When using itertools.tee() with Python's built-in iterators, creating a new consumer from an already-advanced source iterator should provide access to previously yielded values through internal buffering.

Actual Behavior

When using asyncstdlib.tee(), creating a new consumer from an already-advanced source iterator causes the new consumer to start from the current position, losing access to previously yielded values.

Root Cause Analysis

The issue appears to be that asyncstdlib.tee() doesn't maintain the same buffering mechanism as itertools.tee().

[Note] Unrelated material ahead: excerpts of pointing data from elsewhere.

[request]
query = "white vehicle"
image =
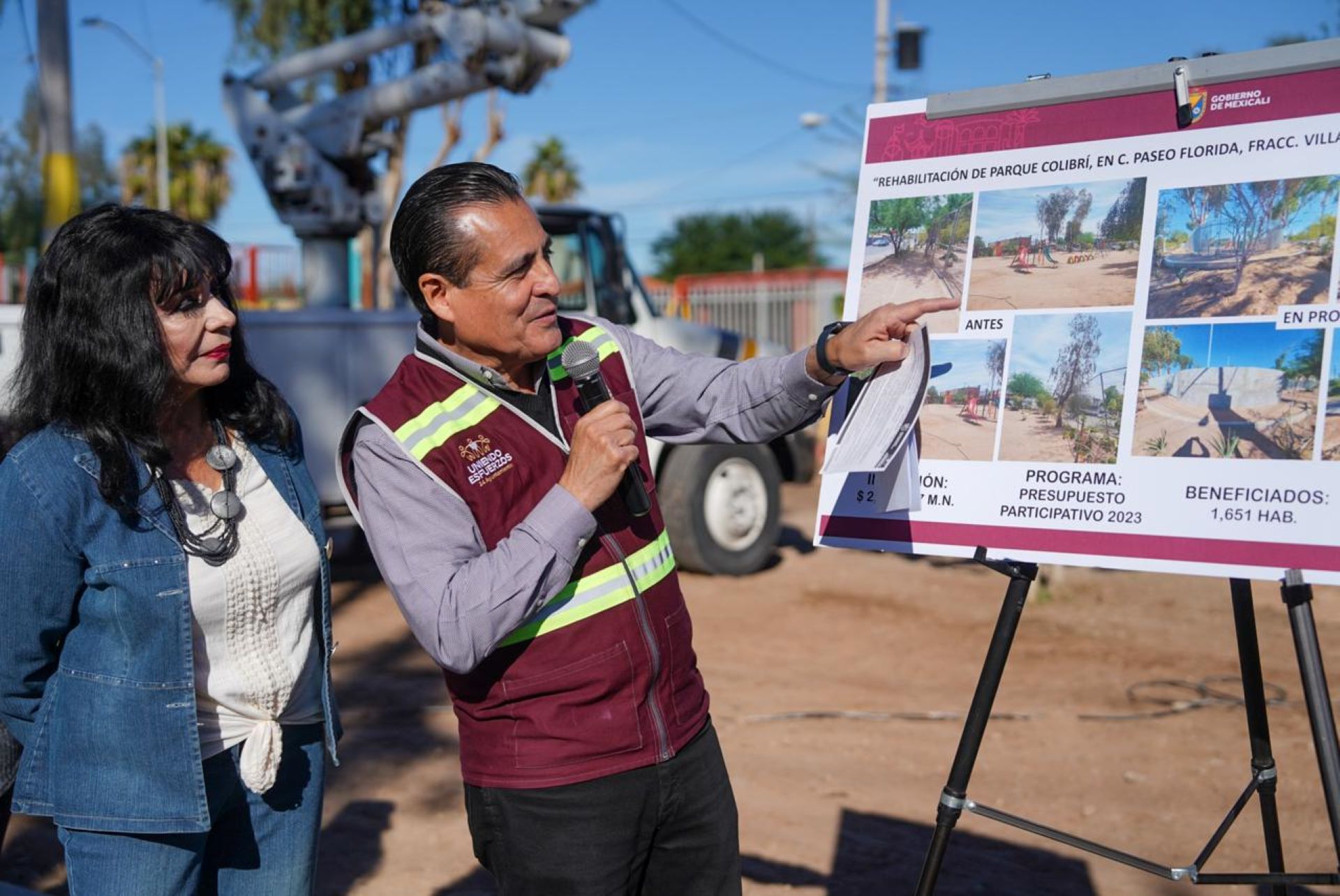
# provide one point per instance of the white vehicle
(720, 501)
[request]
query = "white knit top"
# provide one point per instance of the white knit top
(258, 662)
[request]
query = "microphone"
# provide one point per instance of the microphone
(583, 366)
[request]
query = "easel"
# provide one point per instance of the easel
(1297, 597)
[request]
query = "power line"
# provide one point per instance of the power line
(717, 169)
(759, 58)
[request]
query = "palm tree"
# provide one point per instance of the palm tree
(199, 184)
(551, 174)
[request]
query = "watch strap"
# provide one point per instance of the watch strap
(821, 350)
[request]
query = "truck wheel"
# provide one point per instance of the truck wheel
(720, 505)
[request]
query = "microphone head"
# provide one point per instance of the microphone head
(581, 359)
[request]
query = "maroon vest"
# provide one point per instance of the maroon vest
(603, 678)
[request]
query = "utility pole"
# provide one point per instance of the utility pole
(59, 176)
(160, 103)
(881, 51)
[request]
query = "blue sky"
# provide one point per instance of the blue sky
(1011, 214)
(662, 118)
(1237, 345)
(1174, 212)
(969, 359)
(1038, 338)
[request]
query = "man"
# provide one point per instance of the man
(587, 753)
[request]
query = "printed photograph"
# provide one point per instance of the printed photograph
(1242, 248)
(962, 399)
(1063, 396)
(1228, 390)
(1057, 247)
(917, 248)
(1331, 431)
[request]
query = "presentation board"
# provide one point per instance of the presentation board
(1142, 371)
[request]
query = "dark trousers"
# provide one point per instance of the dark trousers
(668, 829)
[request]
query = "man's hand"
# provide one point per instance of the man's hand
(602, 450)
(878, 336)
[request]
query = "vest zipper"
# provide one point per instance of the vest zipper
(649, 636)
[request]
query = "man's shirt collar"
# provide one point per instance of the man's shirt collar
(473, 370)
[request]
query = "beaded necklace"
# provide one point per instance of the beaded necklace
(214, 546)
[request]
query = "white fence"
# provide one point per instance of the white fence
(783, 307)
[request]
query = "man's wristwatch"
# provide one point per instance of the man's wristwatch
(821, 348)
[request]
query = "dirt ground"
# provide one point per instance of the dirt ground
(842, 805)
(1034, 437)
(1286, 276)
(914, 276)
(1106, 281)
(946, 435)
(1331, 438)
(1274, 431)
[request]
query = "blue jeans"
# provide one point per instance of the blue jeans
(256, 843)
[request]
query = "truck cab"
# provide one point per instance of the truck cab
(720, 501)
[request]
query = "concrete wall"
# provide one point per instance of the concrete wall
(1223, 387)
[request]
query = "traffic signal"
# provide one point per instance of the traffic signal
(909, 46)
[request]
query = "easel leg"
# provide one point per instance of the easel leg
(1297, 597)
(952, 800)
(1258, 728)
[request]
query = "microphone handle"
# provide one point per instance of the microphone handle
(632, 493)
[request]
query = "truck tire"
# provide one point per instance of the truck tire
(721, 507)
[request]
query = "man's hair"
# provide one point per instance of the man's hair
(426, 236)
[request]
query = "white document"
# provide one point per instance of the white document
(890, 491)
(884, 415)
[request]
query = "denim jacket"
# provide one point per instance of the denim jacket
(97, 675)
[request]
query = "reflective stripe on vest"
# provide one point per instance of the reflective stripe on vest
(440, 421)
(600, 591)
(603, 343)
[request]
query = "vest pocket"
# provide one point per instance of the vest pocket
(687, 696)
(576, 713)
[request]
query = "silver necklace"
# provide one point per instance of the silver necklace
(216, 544)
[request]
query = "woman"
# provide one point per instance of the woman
(167, 645)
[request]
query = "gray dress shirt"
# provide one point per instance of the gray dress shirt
(461, 599)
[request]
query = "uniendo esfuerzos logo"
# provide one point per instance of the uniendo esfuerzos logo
(484, 461)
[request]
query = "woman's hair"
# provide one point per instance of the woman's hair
(93, 350)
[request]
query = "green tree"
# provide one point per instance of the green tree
(948, 218)
(715, 243)
(20, 174)
(1075, 227)
(551, 174)
(898, 217)
(1124, 218)
(1112, 401)
(996, 362)
(1162, 351)
(199, 184)
(1024, 384)
(1076, 362)
(1303, 362)
(1255, 211)
(1052, 211)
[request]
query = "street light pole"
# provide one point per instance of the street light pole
(161, 134)
(160, 102)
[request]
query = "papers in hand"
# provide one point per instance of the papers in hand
(882, 415)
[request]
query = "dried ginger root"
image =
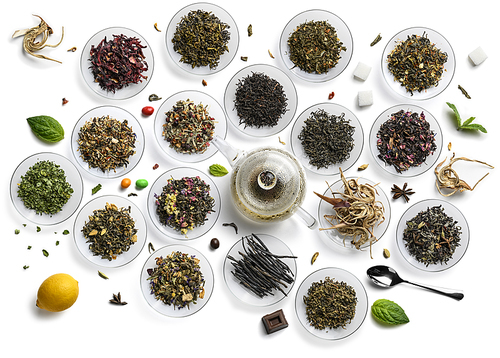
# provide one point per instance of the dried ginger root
(31, 45)
(447, 178)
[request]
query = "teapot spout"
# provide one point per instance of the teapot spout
(232, 155)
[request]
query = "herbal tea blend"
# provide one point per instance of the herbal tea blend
(189, 127)
(201, 39)
(184, 203)
(106, 143)
(432, 237)
(177, 280)
(110, 231)
(117, 63)
(314, 47)
(330, 304)
(327, 139)
(259, 270)
(356, 212)
(260, 101)
(44, 188)
(417, 63)
(405, 140)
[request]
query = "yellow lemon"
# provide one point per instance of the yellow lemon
(57, 293)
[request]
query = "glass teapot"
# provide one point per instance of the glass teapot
(268, 184)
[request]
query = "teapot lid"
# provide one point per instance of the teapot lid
(269, 182)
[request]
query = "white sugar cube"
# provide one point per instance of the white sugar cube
(362, 71)
(365, 98)
(478, 56)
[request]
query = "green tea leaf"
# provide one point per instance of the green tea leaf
(389, 312)
(46, 128)
(218, 170)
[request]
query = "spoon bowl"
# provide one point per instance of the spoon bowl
(385, 276)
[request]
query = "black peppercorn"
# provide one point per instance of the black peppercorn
(214, 243)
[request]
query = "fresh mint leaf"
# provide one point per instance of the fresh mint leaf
(468, 123)
(46, 128)
(389, 312)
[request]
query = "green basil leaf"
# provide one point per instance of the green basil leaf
(474, 126)
(46, 128)
(218, 170)
(467, 122)
(389, 312)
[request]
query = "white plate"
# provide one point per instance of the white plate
(440, 43)
(276, 246)
(73, 177)
(288, 89)
(232, 44)
(98, 204)
(331, 109)
(157, 188)
(214, 110)
(340, 275)
(449, 210)
(120, 115)
(434, 126)
(126, 92)
(172, 311)
(343, 33)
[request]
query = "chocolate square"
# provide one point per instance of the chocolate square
(275, 321)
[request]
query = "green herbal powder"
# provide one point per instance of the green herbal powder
(44, 188)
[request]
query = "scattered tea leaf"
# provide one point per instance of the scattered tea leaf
(315, 256)
(389, 312)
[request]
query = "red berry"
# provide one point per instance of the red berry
(148, 110)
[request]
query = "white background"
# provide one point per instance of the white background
(225, 326)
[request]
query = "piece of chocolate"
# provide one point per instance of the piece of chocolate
(275, 321)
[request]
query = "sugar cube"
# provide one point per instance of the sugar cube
(365, 98)
(478, 56)
(362, 71)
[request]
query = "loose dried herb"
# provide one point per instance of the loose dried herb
(330, 304)
(106, 143)
(184, 203)
(30, 42)
(188, 127)
(44, 188)
(118, 63)
(314, 47)
(447, 178)
(177, 280)
(110, 231)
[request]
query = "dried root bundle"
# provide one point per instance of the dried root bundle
(447, 178)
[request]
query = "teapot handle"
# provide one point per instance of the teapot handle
(308, 219)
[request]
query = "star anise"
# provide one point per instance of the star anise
(404, 192)
(117, 299)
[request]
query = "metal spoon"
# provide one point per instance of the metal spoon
(386, 276)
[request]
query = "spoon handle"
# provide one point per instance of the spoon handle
(456, 295)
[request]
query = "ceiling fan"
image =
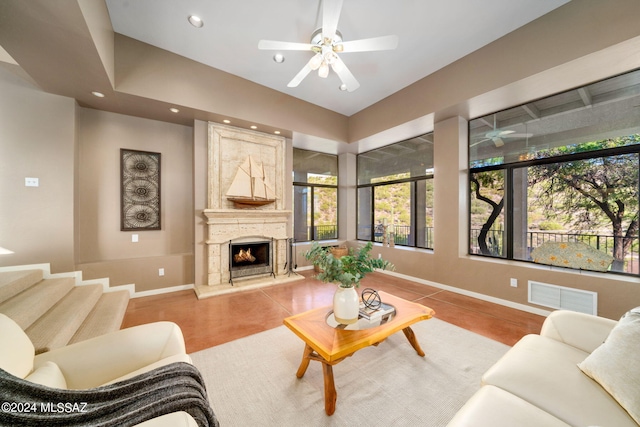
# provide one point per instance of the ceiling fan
(327, 43)
(496, 135)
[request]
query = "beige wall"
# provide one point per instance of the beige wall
(102, 249)
(37, 139)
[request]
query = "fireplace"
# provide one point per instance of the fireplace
(250, 258)
(260, 231)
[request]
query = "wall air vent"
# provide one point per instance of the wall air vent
(559, 297)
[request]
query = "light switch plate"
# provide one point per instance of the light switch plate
(31, 182)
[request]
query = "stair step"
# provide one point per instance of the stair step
(14, 282)
(29, 305)
(106, 316)
(56, 327)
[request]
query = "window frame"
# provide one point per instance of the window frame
(508, 208)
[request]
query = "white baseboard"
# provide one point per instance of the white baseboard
(161, 291)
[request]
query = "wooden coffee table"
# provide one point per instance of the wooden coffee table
(330, 345)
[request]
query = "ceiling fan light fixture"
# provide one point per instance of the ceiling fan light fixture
(323, 71)
(196, 21)
(315, 62)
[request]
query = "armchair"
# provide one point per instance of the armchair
(99, 363)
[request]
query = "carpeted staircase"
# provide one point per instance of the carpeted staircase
(56, 310)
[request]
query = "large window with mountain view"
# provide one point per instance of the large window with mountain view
(315, 196)
(395, 193)
(562, 169)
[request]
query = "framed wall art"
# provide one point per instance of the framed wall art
(139, 190)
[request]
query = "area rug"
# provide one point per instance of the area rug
(252, 381)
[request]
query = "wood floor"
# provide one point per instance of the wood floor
(216, 320)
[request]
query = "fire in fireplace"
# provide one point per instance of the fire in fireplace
(250, 259)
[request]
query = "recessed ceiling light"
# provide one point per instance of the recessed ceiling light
(196, 21)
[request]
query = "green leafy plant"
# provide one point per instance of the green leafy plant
(347, 270)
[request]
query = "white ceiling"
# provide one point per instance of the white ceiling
(432, 34)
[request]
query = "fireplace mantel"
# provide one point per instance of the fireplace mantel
(229, 224)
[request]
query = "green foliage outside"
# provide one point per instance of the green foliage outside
(598, 195)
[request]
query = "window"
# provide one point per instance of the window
(315, 196)
(563, 169)
(395, 192)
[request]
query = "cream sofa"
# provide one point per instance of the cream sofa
(102, 360)
(581, 370)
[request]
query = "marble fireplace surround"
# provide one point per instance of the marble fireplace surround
(228, 148)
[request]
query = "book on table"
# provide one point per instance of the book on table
(374, 313)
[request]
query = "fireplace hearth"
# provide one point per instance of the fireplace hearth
(250, 259)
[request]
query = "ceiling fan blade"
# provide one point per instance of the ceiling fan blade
(345, 75)
(300, 76)
(276, 45)
(330, 17)
(479, 142)
(520, 135)
(367, 45)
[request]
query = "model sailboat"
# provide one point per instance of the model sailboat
(249, 187)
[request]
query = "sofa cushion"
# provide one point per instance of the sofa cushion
(18, 361)
(492, 406)
(544, 372)
(615, 365)
(48, 374)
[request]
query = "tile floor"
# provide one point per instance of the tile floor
(216, 320)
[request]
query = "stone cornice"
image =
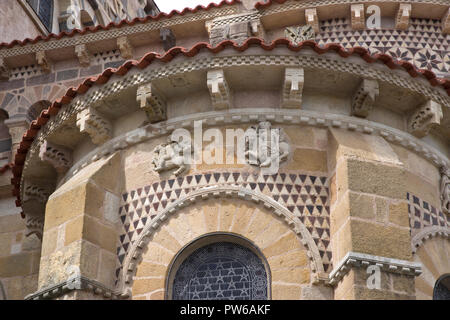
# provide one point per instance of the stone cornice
(79, 283)
(360, 260)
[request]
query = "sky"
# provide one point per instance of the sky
(169, 5)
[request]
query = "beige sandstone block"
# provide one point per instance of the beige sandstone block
(398, 214)
(148, 269)
(286, 292)
(297, 258)
(286, 243)
(308, 160)
(143, 286)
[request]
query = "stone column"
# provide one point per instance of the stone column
(369, 219)
(78, 259)
(17, 128)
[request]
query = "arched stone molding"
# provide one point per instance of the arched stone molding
(434, 255)
(134, 256)
(428, 233)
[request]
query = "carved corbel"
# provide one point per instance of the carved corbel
(358, 17)
(4, 70)
(59, 157)
(312, 19)
(43, 61)
(219, 89)
(365, 97)
(446, 22)
(403, 16)
(168, 38)
(125, 47)
(99, 128)
(294, 80)
(152, 102)
(424, 118)
(83, 55)
(445, 189)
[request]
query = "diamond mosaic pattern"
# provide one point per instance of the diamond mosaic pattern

In the standard library implementation, when creating a new consumer from an existing tee'd iterator, the new consumer gains access to the internal buffer that contains previously yielded values.

In asyncstdlib.tee(), it seems that new consumers are created at the current position of the source iterator without access to the historical buffer, causing them to miss previously yielded values.

Minimal Reproducible Example

# Standard library behavior (correct):
# Standard library behavior (correct):
import itertools

# Create initial source
(source,) = itertools.tee(itertools.count(), 1)

# Advance source to position 1
print(next(source))  # 0

# Create first consumer after advancing source
consumer1, = itertools.tee(source, 1)

# Advance source to position 3

print(next(source))  # 1
print(next(source))  # 2
print(next(source))  # 3

# Create second consumer after advancing even more
consumer2, = itertools.tee(source, 1)

# Advance source further
print(next(source))  # 4
print(next(source))  # 5


# Now test the consumers
print(next(consumer1))  # Outputs: 1 (starts from buffered position)
print(next(consumer2))  # Outputs: 4 (starts from buffered position)
print(next(consumer1))  # Outputs: 2 (continues from buffer)
print(next(consumer2))  # Outputs: 5 (continues from buffer)
# asyncstdlib behavior (incorrect):
import itertools
import asyncstdlib

async def infinite_counter():
    for i in itertools.count():
        yield i

# Create initial source
(source,) = asyncstdlib.tee(infinite_counter(), 1)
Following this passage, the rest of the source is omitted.